Tereddüt
etmeksizin, balkonda sohbeti koyulaşmış adamların masasına ilişti, teklifsizce.
Gayet rahattı, herkese merhaba deyip oturdu. İlk etapta geleni yadırgasalar da
üç kafadarın şaşkınlıklarını üzerlerinden atmaları uzun sürmedi ve muhabbete
kaldıkları yerden devam ettiler.
Yaz kaç
zamandır erken gelmeye başlamıştı, böyle günlerde balkonda oturup soğuk bira
eşliğinde kafa dengi kimselerle laflamak, her şeyi bırakıp kendine zaman
ayırabilmek ve iyi vakit geçirmek bir nimetti. Bu şekilde damdan düşen her
kimse artık, illa ki içlerinden birinin tanışıdır diye geçirdiler içlerinden ve
sormadılar ne ona, ne de kendilerine.
Baştan
konuşmadı, açılması ve masadakilerin adlarını öğrenebilmesi birkaç birayı
almıştı, ufaktan lafa girmeye, sohbete dahil olmaya masadakilere isimleriyle hitap
edebilmeye başlamadan öncesi. “Bu arada...” diyerek kendini tanıttı ve es
vermeden konuşmaya katıldı, masadakiler anca kafa sallayabildilerse de kendi
kendilerine sorsalar bile kendi aralarında kaş göz yapamadılar. Ortada
olağanüstü bir durum, tavırlarında ve söylediklerinde onların ölçülerine göre
herhangi bir olağandışılık söz konusu değildi hatta kendilerinden olmayan bu
eleman zararsız görünmesinin yanısıra sohbeti o kadar da fena olmayan bir
adamdı. Sonra masa her zamanki gibi, sözleşmesiz ilk fırsatta toplanmak üzere
gürültü yapmadan, sessizce ve olaysız dağılırken öpüşüp tokalaştılar.
İlkokulda Fen
Bilgisi derslerinde deneyler yapılır, Biyoloji müfredatında da Bilimsel Yöntem
diye bir bölüm vardır, orda içerik; problem tesbitinden, yasaya ulaşan yoldur
ve kontrollü deneylerden geçer. Bilim alanındaki bütün deneyler kontrollü
yapılır, basitçe; bir takım değişkenler sabit tutulurken ki bunlara kontrol
gurubu denir, diğerleri –radikal grup- değiştirilerek alınan sonuçlardan
çıkarımlar yapılıp eldeki hesaba uyup uymadığı denenir, kontrol edilir. İşte bu
adamlar o mekanın kontrol grubuydu, sabitiydiler. Radikal grupsa gide gele yan
masalardan edindikleri dostları, bazen izin gününde oraya içmeye gelen veya fırsat
buldukça laflayan çalışan, işletmeci, kendi etraflarındaki yakın gördükleri;
sohbeti çekilir, nadir de olsa karikatürdeki gibi “geldi yine tipini siktiğim”

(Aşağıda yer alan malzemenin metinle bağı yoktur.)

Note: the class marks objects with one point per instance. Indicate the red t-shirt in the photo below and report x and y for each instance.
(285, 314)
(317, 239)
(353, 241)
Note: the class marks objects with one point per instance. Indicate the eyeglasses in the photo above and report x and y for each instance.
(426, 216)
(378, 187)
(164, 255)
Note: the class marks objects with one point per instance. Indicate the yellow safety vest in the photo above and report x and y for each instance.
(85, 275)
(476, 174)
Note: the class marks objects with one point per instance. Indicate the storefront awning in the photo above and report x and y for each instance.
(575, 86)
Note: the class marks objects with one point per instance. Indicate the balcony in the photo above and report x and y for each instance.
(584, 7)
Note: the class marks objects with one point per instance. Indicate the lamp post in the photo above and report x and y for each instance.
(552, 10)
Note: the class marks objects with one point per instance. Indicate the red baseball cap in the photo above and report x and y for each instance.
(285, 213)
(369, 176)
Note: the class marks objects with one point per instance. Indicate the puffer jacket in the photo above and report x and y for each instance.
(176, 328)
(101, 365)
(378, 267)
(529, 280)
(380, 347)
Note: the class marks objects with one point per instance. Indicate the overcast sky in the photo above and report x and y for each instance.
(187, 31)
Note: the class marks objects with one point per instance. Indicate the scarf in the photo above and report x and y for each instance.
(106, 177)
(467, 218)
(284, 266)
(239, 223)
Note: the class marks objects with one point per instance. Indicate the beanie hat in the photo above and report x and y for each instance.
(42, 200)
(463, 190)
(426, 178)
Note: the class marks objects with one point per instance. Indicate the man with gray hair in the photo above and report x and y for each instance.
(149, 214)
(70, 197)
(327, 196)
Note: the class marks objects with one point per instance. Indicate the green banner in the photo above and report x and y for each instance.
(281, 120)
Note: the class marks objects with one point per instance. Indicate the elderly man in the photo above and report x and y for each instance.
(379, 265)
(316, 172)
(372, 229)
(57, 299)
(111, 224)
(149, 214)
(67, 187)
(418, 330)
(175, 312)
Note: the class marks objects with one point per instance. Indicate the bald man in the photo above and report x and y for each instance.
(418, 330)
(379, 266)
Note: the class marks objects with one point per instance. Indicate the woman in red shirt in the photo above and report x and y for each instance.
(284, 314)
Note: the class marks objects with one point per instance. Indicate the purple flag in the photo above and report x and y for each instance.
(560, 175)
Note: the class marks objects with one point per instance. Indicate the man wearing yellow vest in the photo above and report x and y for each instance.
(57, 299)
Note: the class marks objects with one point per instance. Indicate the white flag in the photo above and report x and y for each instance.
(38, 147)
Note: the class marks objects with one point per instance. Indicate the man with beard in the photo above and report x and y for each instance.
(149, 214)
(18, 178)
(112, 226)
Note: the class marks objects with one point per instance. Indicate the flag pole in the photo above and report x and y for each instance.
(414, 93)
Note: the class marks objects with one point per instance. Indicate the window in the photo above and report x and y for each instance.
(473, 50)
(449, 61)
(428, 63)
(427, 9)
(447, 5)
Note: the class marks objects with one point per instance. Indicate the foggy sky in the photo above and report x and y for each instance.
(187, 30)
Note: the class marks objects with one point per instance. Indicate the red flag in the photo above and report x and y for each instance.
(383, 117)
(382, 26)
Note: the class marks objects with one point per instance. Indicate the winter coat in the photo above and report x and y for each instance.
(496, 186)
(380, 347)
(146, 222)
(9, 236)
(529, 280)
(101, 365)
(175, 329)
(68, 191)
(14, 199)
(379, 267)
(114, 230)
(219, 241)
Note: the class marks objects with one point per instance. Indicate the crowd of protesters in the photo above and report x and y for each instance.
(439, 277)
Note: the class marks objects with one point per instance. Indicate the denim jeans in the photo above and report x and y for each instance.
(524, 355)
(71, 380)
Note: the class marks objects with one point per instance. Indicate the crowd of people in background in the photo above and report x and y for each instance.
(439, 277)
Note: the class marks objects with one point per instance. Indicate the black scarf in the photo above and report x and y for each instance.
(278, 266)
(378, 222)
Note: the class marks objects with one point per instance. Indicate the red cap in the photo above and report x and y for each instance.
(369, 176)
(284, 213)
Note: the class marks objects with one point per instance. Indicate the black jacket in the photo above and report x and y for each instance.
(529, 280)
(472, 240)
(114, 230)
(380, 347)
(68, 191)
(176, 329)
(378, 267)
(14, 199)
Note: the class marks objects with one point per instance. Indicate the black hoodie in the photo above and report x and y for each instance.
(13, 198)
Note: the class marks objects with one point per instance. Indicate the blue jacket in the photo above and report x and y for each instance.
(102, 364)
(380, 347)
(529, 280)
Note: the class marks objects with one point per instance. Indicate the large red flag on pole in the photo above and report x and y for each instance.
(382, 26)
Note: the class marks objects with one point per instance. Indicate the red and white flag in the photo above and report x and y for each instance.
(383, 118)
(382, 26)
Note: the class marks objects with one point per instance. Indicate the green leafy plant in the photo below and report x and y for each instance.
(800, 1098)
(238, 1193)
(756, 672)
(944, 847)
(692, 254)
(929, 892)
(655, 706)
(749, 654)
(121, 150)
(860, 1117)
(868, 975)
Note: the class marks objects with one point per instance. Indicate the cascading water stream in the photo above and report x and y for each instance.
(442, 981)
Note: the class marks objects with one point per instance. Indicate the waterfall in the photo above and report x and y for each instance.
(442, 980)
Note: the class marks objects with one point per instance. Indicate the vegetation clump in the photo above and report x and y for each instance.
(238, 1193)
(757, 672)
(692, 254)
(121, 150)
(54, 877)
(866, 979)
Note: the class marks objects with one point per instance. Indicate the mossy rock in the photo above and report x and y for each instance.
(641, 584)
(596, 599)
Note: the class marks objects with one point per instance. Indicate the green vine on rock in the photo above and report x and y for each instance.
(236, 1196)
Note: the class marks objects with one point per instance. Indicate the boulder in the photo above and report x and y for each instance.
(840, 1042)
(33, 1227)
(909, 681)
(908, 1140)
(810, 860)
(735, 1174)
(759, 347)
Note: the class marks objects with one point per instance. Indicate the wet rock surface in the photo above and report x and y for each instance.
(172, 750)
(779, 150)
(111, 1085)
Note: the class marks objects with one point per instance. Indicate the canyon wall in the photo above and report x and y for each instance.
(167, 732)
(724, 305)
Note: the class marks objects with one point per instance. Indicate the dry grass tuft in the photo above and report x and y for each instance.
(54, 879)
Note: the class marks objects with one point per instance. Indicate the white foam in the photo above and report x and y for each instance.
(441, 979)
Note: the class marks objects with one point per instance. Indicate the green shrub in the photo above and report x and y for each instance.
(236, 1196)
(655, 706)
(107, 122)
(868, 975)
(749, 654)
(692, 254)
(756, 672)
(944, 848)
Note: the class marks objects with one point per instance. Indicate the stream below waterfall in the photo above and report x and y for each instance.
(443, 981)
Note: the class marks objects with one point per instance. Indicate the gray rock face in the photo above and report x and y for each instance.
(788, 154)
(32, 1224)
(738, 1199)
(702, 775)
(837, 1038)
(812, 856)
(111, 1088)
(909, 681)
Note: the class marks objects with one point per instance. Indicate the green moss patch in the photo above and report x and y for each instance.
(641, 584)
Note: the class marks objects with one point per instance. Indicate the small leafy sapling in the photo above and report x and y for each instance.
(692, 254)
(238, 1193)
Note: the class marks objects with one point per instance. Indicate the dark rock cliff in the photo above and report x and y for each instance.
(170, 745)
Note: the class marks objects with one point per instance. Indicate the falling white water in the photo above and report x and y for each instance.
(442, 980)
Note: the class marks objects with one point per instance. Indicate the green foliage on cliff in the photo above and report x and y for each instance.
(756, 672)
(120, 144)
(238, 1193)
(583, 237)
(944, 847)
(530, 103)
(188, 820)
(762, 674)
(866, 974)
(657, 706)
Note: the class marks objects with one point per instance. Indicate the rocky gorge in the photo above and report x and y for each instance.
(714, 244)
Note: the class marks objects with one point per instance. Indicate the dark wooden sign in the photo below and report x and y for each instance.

benzeri düşünceler uyandıran, kahrı çekilmez olsa da azami oranda sabredilen
insanlardı, bana mısın demeseler dahi; bereket bunların sayıları ve süreleri
azdı. Kendi içlerinde gayet keyifli, iyi anlaşan bir bütün olmalarıyla birlikte
radikal grubun katkıları, varlıklarıyla olan artıları hissettirirdi;
yokluklarındaki eksikliği.
Aynı zamanda
apayrı görüşleri, yaklaşımları olan insanlardı, fıkraların İngiliz, Fransız ve
Alman’ı gibi; o günden itibaren onlara Temel’lik yapan bir de yancıları vardı.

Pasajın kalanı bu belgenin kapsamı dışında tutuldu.